Out of those 25 files, the model produces up to five suggestions. The resulting PR can touch multiple files — suggestions targeting the same file are chained through the patcher in order — but the numeric upper bound stays bounded and predictable.
Cadence options
Weekly is the default and what we recommend for most teams. A daily scan is available for Pro and makes sense on actively-developed services where you want fast feedback on new code. Less frequent than weekly probably isn't worth setting up — the overhead of context-switching into a scan PR that's been waiting two weeks is higher than the signal it adds.
Cron strings aren't exposed directly. Instead you pick a frequency (daily, weekly, off), and the scheduler picks a time-of-day that spreads load across its user base. If you need a specific hour — say, right after your weekly deploy — reach out via contact.
Adopting scans on a legacy repo
A repo with ten years of history will overwhelm a fresh scan if you let it run wide.

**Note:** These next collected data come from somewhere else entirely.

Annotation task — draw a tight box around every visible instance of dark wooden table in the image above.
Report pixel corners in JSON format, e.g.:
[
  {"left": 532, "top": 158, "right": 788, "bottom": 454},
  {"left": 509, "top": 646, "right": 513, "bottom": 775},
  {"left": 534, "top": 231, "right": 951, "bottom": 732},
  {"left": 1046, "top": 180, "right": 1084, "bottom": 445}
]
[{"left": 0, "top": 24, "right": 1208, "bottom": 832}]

Two tactics keep the first few runs productive:
- Aggressive deny list. Start by excluding the directories where you know AI changes would be a distraction: generated code, vendored dependencies, deprecated modules you're planning to delete. You can always loosen later.
- Lean on recency. The 30-day recency bias does a lot of work on legacy repos. A file that hasn't been touched in three years is unlikely to have a latent bug nobody cared about — and if it does, runtime monitoring will surface it.
Run the first scan, read the PR (or the "no suggestions" log), tune the deny list based on what you see, run again.
Reviewing scan PRs
Scan PRs have a slightly different rhythm from error-driven PRs. An error-driven PR has a specific failure mode it's responding to, so the review question is "does this fix the observed failure?" A scan PR is more open — the "failure" is hypothetical. The review question becomes "is this worth merging as an improvement?"
Most scan PRs we see fall cleanly into three buckets: obvious improvements (missing await, unhandled promise rejection), genuine-but-debatable improvements (a more defensive null guard on a code path that was probably fine), and false positives. Merge the first, discuss the second, close the third. Over time the second bucket shrinks as your deny list and prompt-level context improve.
Suppressing noisy categories
If the scan keeps suggesting the same unwanted class of fix — say, adding TypeScript narrowing to deliberately loose any calls — the right response is to tighten the deny list to exclude the relevant files. The scan's prompt is already strict about what counts; further hand-tuning of the prompt itself isn't exposed today.
The activity log shows which files produced which suggestions, so tracing a noisy pattern back to its source is usually a one-minute exercise.
Interaction with runtime monitoring
Scans and runtime monitoring don't step on each other. A bug that fires in production goes through the runtime path and produces an error-driven PR; the next scan is free to touch the same file but will usually not suggest the same fix because the bug is no longer visible in the source. Occasionally a scan surfaces a second-order issue adjacent to a recently-fixed bug, which is useful — the area has known fragility and a proactive look is timely.
When to turn scans off
Scans stay valuable indefinitely, but they can become low-yield if a repo enters a maintenance phase with little active development. If that's the case, drop the frequency from weekly to monthly, or turn it off until the next feature cycle. Scans are opt-in per app, so you can keep monitoring on and scans off cleanly.